Aqui cabe um capítulo à parte, porque foram muitos os amigos de Tonhola que foram ajudantes de sapateiro no início de suas carreiras como trabalhadores. Ajudantes que não sei porque eram chamados carinhosamente de "ganchos" . Um deles era o seu querido amigo Muamba, como veremos em breve.

O tamborete do sapateiro ficava entre a prateleira e a parede sem espaço justamente para ninguém passar por ali. Era perigoso. O sapateiro trabalhava com faca de sapateiro, ou seja, muito afiada e com ela moldava a sola do calçado à forma, sempre com a forma presa forte ao peito, para não vacilar. Mesmo assim, muitos deles tinham marcas de cortes no peito. Feias cicatrizes. Devido o forte calor, praticamente o ano todo, naquele tempo era permitido, muitos dos trabalhadores não usavam camisas.
Aqui entra o motivo do título desse capítulo.
Cada conjunto desses tinha uma janela de madeira alta, presas em dobradiças que abriam pra cima, para dentro do prédio. Algumas ficavam presas em correntinhas, outras em barbantes e outras eram simplesmente escoradas com algum sarrafo de madeira.

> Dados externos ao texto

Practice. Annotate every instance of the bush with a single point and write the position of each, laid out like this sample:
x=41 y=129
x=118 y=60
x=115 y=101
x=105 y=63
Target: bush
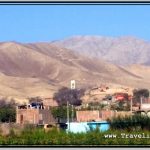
x=135 y=122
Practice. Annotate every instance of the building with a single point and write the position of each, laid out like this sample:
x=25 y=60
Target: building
x=102 y=115
x=50 y=102
x=34 y=113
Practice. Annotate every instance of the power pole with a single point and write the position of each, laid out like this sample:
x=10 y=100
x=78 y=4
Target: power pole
x=72 y=113
x=68 y=115
x=131 y=104
x=141 y=102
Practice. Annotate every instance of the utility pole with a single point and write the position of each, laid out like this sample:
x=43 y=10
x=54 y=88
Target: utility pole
x=68 y=115
x=72 y=113
x=141 y=102
x=131 y=104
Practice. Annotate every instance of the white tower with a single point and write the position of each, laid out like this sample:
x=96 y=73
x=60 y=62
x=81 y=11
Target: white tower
x=73 y=84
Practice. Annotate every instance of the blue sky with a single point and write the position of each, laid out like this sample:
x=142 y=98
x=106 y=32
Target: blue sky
x=34 y=23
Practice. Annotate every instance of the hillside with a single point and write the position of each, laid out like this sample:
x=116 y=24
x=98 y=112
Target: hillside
x=40 y=69
x=124 y=50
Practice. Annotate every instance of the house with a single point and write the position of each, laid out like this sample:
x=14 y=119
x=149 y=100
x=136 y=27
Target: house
x=93 y=115
x=102 y=115
x=33 y=113
x=50 y=102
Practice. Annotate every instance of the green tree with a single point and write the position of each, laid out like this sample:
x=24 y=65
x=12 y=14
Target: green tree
x=65 y=94
x=138 y=93
x=7 y=111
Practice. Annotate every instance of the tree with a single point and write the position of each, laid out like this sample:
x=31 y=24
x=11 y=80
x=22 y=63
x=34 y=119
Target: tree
x=138 y=93
x=65 y=94
x=7 y=110
x=60 y=112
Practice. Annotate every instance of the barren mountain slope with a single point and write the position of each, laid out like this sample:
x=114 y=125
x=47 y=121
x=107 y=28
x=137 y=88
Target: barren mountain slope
x=39 y=69
x=121 y=50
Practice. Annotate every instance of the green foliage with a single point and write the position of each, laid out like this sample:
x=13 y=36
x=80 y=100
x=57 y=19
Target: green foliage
x=65 y=94
x=60 y=112
x=53 y=137
x=7 y=111
x=7 y=114
x=138 y=93
x=135 y=122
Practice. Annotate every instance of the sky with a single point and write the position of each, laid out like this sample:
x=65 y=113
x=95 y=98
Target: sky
x=44 y=23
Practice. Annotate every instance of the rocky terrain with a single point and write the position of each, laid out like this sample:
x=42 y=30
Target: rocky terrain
x=40 y=69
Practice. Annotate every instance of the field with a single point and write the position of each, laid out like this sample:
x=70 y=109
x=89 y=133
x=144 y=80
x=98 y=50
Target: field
x=54 y=137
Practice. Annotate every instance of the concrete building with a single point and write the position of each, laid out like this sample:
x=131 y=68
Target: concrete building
x=96 y=115
x=33 y=113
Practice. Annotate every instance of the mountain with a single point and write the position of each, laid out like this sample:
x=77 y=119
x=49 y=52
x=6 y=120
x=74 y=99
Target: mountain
x=40 y=69
x=125 y=50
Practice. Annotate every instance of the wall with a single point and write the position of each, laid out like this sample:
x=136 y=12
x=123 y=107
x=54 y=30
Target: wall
x=34 y=116
x=30 y=116
x=88 y=115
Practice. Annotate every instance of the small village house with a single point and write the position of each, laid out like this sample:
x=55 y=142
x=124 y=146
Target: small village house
x=34 y=113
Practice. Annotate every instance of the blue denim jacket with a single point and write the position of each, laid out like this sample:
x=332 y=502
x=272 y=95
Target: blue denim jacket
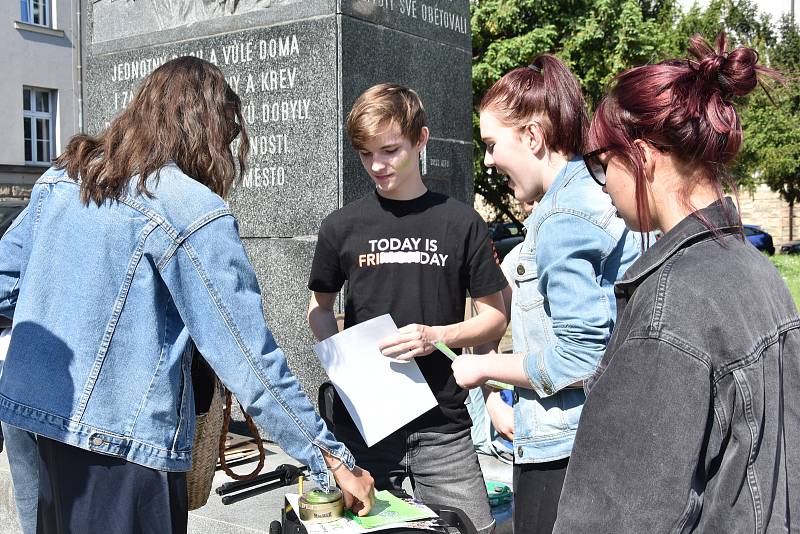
x=564 y=308
x=104 y=302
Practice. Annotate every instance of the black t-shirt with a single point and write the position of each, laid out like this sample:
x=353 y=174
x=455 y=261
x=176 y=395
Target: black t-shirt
x=416 y=260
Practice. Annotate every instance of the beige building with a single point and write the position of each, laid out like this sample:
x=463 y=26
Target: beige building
x=39 y=87
x=765 y=208
x=762 y=207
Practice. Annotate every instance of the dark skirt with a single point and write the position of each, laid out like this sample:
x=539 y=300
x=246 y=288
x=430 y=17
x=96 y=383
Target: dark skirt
x=537 y=488
x=82 y=491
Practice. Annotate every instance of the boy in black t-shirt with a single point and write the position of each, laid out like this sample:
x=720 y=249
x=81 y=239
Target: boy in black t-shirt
x=414 y=254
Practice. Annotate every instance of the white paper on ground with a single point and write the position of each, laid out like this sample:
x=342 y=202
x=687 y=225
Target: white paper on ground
x=381 y=394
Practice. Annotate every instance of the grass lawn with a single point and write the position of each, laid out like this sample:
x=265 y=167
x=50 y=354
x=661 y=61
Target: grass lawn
x=789 y=267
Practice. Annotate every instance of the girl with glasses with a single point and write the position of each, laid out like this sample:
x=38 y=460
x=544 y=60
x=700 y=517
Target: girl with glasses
x=533 y=121
x=692 y=421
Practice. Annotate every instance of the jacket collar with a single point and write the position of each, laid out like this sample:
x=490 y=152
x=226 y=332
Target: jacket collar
x=570 y=169
x=689 y=230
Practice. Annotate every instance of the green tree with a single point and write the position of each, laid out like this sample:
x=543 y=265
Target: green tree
x=771 y=151
x=598 y=39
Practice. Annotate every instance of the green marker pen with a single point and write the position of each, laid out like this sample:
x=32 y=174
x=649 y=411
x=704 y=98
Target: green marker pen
x=447 y=351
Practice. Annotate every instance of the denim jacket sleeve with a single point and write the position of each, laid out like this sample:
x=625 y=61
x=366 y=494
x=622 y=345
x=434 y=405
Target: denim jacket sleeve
x=13 y=257
x=216 y=293
x=634 y=465
x=569 y=254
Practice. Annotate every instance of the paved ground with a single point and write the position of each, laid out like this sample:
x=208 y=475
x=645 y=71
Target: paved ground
x=252 y=515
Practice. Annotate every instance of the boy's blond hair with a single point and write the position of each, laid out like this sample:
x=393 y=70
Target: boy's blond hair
x=380 y=106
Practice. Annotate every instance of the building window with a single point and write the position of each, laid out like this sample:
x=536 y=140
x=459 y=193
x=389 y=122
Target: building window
x=35 y=12
x=38 y=118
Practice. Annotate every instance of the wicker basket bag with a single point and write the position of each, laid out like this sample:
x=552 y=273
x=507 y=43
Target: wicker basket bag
x=205 y=449
x=212 y=415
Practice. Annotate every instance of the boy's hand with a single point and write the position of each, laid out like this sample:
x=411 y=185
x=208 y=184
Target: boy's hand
x=411 y=341
x=501 y=414
x=358 y=489
x=468 y=370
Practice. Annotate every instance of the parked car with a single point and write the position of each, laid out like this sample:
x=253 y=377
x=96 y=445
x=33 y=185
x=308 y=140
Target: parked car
x=505 y=236
x=792 y=247
x=9 y=209
x=759 y=238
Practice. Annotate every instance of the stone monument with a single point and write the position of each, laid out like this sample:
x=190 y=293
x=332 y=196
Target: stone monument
x=298 y=65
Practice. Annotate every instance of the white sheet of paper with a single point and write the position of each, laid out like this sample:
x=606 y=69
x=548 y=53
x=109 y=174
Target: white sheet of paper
x=381 y=394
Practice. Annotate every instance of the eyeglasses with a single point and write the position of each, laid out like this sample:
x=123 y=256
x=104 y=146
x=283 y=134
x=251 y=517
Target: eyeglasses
x=596 y=168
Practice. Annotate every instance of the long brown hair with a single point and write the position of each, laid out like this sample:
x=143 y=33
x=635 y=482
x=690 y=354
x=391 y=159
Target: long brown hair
x=181 y=113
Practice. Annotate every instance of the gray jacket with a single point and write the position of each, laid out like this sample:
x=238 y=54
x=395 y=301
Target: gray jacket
x=692 y=422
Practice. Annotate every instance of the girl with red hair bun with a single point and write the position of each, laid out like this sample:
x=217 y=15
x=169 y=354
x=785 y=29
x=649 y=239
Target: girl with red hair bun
x=534 y=123
x=692 y=420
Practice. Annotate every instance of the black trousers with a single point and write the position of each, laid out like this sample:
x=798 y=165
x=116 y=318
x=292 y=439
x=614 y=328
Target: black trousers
x=537 y=488
x=83 y=491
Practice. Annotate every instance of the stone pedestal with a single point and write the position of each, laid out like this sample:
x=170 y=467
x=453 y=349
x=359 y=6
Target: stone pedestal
x=298 y=66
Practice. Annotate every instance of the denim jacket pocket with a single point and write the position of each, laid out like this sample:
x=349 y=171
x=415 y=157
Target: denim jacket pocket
x=526 y=283
x=531 y=327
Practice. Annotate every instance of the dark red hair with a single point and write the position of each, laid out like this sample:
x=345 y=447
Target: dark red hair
x=545 y=90
x=685 y=105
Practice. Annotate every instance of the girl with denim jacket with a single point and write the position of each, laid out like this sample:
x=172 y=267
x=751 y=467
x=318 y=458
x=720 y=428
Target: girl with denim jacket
x=125 y=256
x=533 y=121
x=693 y=420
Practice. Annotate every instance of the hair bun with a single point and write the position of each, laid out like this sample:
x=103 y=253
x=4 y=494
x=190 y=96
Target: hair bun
x=734 y=73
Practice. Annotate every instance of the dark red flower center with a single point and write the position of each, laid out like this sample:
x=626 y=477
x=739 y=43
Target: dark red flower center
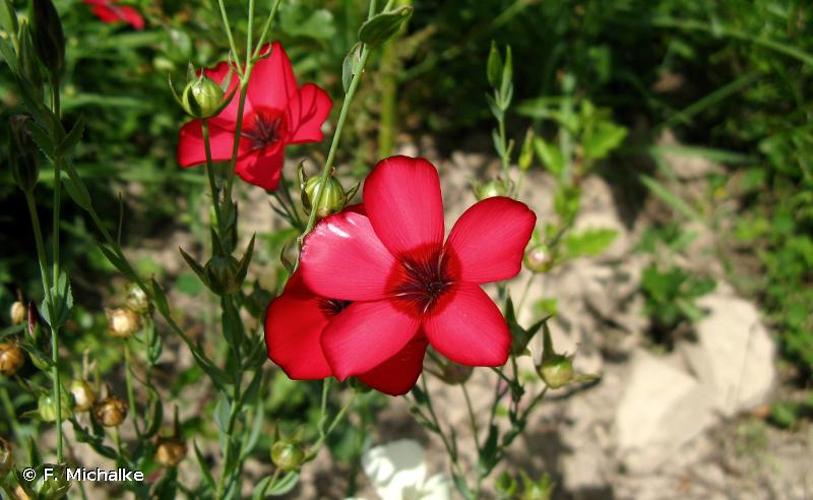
x=423 y=279
x=265 y=128
x=332 y=307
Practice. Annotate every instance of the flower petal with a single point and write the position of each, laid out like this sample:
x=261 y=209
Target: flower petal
x=343 y=258
x=191 y=147
x=489 y=239
x=468 y=328
x=272 y=82
x=262 y=168
x=307 y=111
x=365 y=335
x=294 y=322
x=403 y=200
x=398 y=375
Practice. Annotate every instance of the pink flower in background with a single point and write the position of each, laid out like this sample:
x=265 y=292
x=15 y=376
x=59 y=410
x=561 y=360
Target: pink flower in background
x=277 y=113
x=401 y=283
x=110 y=12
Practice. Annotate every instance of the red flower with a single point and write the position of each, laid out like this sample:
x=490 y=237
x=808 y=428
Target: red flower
x=404 y=285
x=276 y=113
x=294 y=323
x=109 y=12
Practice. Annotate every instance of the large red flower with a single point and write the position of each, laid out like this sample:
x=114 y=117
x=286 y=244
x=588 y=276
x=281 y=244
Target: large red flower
x=110 y=12
x=402 y=282
x=276 y=113
x=294 y=323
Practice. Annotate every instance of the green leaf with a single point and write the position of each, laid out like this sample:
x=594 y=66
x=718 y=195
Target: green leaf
x=381 y=27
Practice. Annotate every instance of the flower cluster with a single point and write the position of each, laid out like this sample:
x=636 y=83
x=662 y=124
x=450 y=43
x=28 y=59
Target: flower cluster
x=377 y=284
x=276 y=113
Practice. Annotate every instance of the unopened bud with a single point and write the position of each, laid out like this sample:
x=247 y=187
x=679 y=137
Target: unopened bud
x=222 y=273
x=202 y=98
x=83 y=395
x=18 y=312
x=110 y=411
x=170 y=451
x=49 y=39
x=22 y=153
x=6 y=458
x=287 y=456
x=123 y=322
x=539 y=259
x=332 y=200
x=490 y=189
x=11 y=358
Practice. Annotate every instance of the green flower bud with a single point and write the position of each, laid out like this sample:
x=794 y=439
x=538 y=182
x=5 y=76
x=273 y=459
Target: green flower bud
x=23 y=156
x=490 y=189
x=222 y=274
x=11 y=358
x=49 y=39
x=46 y=407
x=202 y=98
x=6 y=458
x=539 y=259
x=287 y=456
x=83 y=395
x=54 y=487
x=332 y=200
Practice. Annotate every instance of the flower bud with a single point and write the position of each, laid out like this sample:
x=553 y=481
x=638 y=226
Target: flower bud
x=11 y=358
x=83 y=395
x=123 y=322
x=539 y=258
x=332 y=200
x=490 y=189
x=137 y=300
x=22 y=153
x=202 y=98
x=110 y=411
x=46 y=407
x=18 y=312
x=222 y=273
x=170 y=451
x=287 y=456
x=6 y=458
x=49 y=39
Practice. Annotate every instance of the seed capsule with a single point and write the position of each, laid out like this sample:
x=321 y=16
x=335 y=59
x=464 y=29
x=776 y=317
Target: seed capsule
x=111 y=411
x=11 y=358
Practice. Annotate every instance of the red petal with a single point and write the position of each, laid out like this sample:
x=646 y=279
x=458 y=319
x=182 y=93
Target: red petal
x=469 y=329
x=272 y=82
x=293 y=327
x=489 y=239
x=398 y=375
x=228 y=117
x=365 y=335
x=343 y=258
x=307 y=111
x=403 y=201
x=261 y=168
x=191 y=149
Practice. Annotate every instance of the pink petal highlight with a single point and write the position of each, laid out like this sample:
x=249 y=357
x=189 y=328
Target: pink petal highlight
x=469 y=329
x=489 y=239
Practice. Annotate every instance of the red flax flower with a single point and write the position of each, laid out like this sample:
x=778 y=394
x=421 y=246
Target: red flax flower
x=110 y=12
x=276 y=113
x=401 y=284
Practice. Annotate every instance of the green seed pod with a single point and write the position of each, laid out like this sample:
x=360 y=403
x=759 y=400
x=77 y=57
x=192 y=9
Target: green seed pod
x=49 y=40
x=332 y=200
x=222 y=274
x=22 y=153
x=202 y=98
x=287 y=456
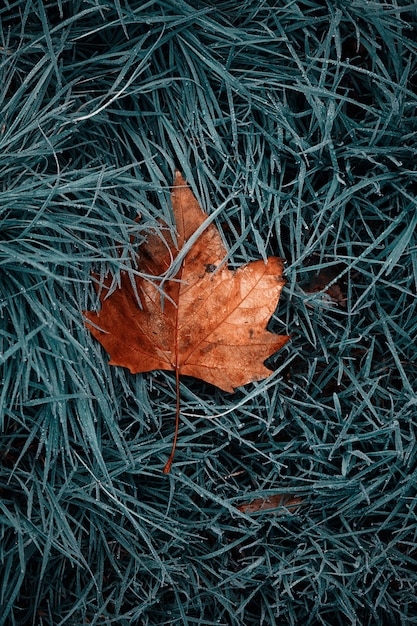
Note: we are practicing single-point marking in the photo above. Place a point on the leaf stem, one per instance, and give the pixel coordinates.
(168, 464)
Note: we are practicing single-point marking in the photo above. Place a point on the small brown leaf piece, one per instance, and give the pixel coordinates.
(208, 323)
(272, 502)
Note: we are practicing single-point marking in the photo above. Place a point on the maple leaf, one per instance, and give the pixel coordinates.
(207, 321)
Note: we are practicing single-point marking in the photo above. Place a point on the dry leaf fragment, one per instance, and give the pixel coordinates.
(210, 322)
(271, 502)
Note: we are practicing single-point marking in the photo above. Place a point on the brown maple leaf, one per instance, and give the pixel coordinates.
(206, 321)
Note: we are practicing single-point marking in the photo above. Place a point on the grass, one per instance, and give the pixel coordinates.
(299, 119)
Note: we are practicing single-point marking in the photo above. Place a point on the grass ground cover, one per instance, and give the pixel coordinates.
(299, 120)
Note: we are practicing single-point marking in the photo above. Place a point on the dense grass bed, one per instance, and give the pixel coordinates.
(299, 119)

Nessa folha de janela os funcionários dependuravam suas roupas, para a troca no final do expediente.
Essas janelas quase já levaram os funcionários a sérios desentendimentos e até mesmo demissões.
Imaginem só: o cara chega pra trabalhar levando o badeco pra bater o rango na hora do almoço e não perder tempo porque recebe por produção, ou seja, quanto mais calçados ele fizer, mais ele ganha no final de semana, por isso nada de almoçar em casa; daí o cara se lasca o dia todo concentrado nas formas de calçados e no tamborete de tiras de pneu, no final do dia, contente com a produção, organiza tudo, deixa os calçados prontos para a desforma no outro dia pela manhã pra começar tudo de novo. Dá uma lavada, mal lavada no corpo suado num banheiro improvisado e escuro num dos cantinhos onde ficam estocados os materiais. Muitos rolos de solas e vaquetas. Depois sai feliz cheirando a sabonete "primavera" ou "carnaval", volta para sua banca, troca de roupa e quando vai fechar a janela, apressado para chegar em casa e, putz, toma um belo dum banho de água de sola com sua roupa limpinha ao baixar a janela.
Pra quem não sabe, água de sola é a água que colocam couro cru de vaca para amolecer. No outro dia, com o couro mole o utilizam para fazer suador de arreio. São aqueles dois travesseiros, cheios com capim mumbeca que vão na parte de baixo do arreio para apoiar no dorso do animal.
Sentiram o cheiro da água.
Pois é!
Fede pra caramba e a cor da água é realmente de burro fugido.
A sacanagem era colocar um galão de uns três litros, cheio de água se sola em cima da janela de madeira. Ao abrir e ainda olhando para cima para soltar o improvisado fecho o banho era certo.